The four health maintenance organizations owned by Blue Cross and Blue Shield of Maryland saw their combined enrollment drop 6 percent last year, according to financial statements filed with the state insurance commissioner.
The loss of nearly 16,000 members occurred despite a Blue Cross effort to increase its market share in a hotly competitive market. The insurer is counting on its HMOs to shore up its future as a leading provider of managed care. To stem the loss, the Blues pared back premium increases and trimmed medical costs.
Despite the enrollment loss, Blue Cross HMO revenues rose 5 percent, and net income jumped 160 percent, to $11.7 million.
The Blues' four HMOs are Columbia Medical Plan, Free State, Potomac Health and CareFirst.
CareFirst incurred a 6.8 percent drop, to 83,000 members. Columbia and Free State, which operated as a unit for most of the year, lost a combined 6.5 percent, down to 154,000. Potomac Health, the smallest, gained 1,168 members, to 13,000.
Only two other companies of the two dozen HMOs doing business in Maryland lost members during 1992.
The Maryland Association of Health Maintenance Organizations said about 1.5 million people subscribe to Maryland HMOs.
Despite its loss of enrollment, Blue Cross appears to have retained the 31 percent of the HMO market in terms of premium dollars that it held in 1991, making it the second-largest in the state, financial statements show.

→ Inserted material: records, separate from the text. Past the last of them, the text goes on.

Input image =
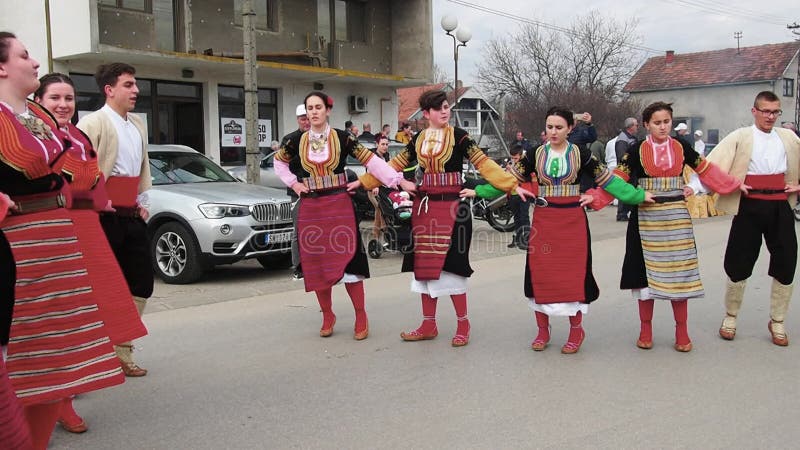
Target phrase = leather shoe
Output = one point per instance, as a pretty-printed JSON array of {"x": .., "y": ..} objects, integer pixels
[
  {"x": 76, "y": 428},
  {"x": 684, "y": 347},
  {"x": 325, "y": 332},
  {"x": 361, "y": 335}
]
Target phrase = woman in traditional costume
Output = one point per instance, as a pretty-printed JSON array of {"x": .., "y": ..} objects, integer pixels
[
  {"x": 660, "y": 256},
  {"x": 59, "y": 345},
  {"x": 558, "y": 267},
  {"x": 331, "y": 250},
  {"x": 441, "y": 223},
  {"x": 79, "y": 165}
]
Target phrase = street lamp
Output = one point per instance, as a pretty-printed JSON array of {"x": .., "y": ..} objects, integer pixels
[{"x": 460, "y": 39}]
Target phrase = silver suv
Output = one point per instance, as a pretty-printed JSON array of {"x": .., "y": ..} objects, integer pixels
[{"x": 200, "y": 216}]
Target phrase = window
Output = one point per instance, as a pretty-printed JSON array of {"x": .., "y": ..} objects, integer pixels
[
  {"x": 134, "y": 5},
  {"x": 231, "y": 105},
  {"x": 266, "y": 14},
  {"x": 788, "y": 87}
]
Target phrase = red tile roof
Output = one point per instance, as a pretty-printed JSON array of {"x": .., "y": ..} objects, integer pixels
[{"x": 759, "y": 63}]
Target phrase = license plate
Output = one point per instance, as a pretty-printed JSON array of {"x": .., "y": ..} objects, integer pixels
[{"x": 277, "y": 238}]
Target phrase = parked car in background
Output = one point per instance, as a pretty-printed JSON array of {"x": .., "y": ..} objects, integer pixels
[{"x": 201, "y": 216}]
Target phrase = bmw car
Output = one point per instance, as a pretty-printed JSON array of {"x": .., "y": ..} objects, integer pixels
[{"x": 201, "y": 216}]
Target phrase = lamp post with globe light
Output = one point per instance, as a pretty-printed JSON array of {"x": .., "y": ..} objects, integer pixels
[{"x": 460, "y": 39}]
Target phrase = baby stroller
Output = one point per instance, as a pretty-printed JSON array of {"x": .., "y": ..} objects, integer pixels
[{"x": 396, "y": 231}]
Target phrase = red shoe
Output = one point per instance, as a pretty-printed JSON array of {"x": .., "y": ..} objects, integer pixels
[{"x": 70, "y": 420}]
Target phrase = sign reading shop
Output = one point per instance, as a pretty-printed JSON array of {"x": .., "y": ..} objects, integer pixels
[{"x": 233, "y": 132}]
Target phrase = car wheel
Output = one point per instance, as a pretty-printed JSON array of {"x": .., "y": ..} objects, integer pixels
[
  {"x": 275, "y": 260},
  {"x": 176, "y": 257}
]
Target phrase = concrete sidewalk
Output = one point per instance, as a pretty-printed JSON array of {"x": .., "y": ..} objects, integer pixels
[{"x": 252, "y": 373}]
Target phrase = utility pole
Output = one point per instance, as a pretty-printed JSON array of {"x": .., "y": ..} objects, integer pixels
[
  {"x": 796, "y": 31},
  {"x": 250, "y": 93}
]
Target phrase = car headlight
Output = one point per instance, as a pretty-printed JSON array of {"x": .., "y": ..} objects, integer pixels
[{"x": 220, "y": 210}]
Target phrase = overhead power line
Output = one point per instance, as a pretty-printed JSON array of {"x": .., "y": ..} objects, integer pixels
[{"x": 545, "y": 25}]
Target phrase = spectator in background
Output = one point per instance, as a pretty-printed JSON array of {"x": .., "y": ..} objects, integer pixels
[
  {"x": 367, "y": 135},
  {"x": 404, "y": 134},
  {"x": 625, "y": 139},
  {"x": 682, "y": 133},
  {"x": 598, "y": 149},
  {"x": 584, "y": 132},
  {"x": 699, "y": 145},
  {"x": 520, "y": 140}
]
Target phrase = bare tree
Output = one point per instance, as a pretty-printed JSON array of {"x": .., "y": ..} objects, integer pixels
[{"x": 583, "y": 67}]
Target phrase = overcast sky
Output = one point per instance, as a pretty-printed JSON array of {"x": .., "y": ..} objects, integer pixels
[{"x": 682, "y": 25}]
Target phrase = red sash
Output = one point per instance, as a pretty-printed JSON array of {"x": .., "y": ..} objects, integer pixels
[
  {"x": 767, "y": 182},
  {"x": 326, "y": 234},
  {"x": 557, "y": 253}
]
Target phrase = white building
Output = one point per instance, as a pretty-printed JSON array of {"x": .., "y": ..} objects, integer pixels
[{"x": 188, "y": 59}]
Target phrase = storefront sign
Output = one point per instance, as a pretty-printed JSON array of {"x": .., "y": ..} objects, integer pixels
[{"x": 233, "y": 132}]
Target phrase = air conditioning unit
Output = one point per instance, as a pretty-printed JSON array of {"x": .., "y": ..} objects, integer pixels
[{"x": 358, "y": 103}]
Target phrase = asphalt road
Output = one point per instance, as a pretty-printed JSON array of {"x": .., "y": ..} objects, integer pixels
[{"x": 251, "y": 373}]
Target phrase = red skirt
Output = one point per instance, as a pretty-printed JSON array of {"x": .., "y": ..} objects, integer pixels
[
  {"x": 327, "y": 237},
  {"x": 432, "y": 224},
  {"x": 557, "y": 253},
  {"x": 14, "y": 434},
  {"x": 58, "y": 344},
  {"x": 115, "y": 302}
]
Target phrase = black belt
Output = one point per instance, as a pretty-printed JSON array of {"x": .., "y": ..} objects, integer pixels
[
  {"x": 32, "y": 205},
  {"x": 766, "y": 191},
  {"x": 315, "y": 194},
  {"x": 442, "y": 197},
  {"x": 670, "y": 198}
]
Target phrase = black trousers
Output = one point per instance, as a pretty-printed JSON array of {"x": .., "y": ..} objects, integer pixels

JTC Overall enrollment, including companies that serve nearby states, grew by almost 10 percent, according to the annual reports filed with the insurance division.
The biggest market share is held by Mid-Atlantic Medical Services Inc., whose HMOs, M.D. Individual Practice Association and Optimum Choice, collected $382.6 million in premiums in the state in 1992, compared with $377 million by Blue Cross' HMOs. Prudential, with sales of $122 million, was third.
Health Plus Inc. saw the biggest gain, 25 percent, and is in fourth place, with $99 million in premiums.
Blue Cross executives said the enrollment loss was due partly to changes in federal programs that occurred just as it restructured and split Columbia Medical Plan and Free State Health Plan into separate HMOs. Columbia has wooed back some federal employees by holding rate increases to 6 percent, half that of competitors, officials said.
The competition for federal workers is particularly fierce because of their large population in Maryland and because of expectations that more of them will be required to join managed-care programs such as HMOs. If so, they can choose between the Maryland Blues' HMOs and others.
James R. Swenson, chief financial officer for Blue Cross, said the HMOs made money despite losing enrollment because of a drop in overall administrative expenses and in the cost of medical care.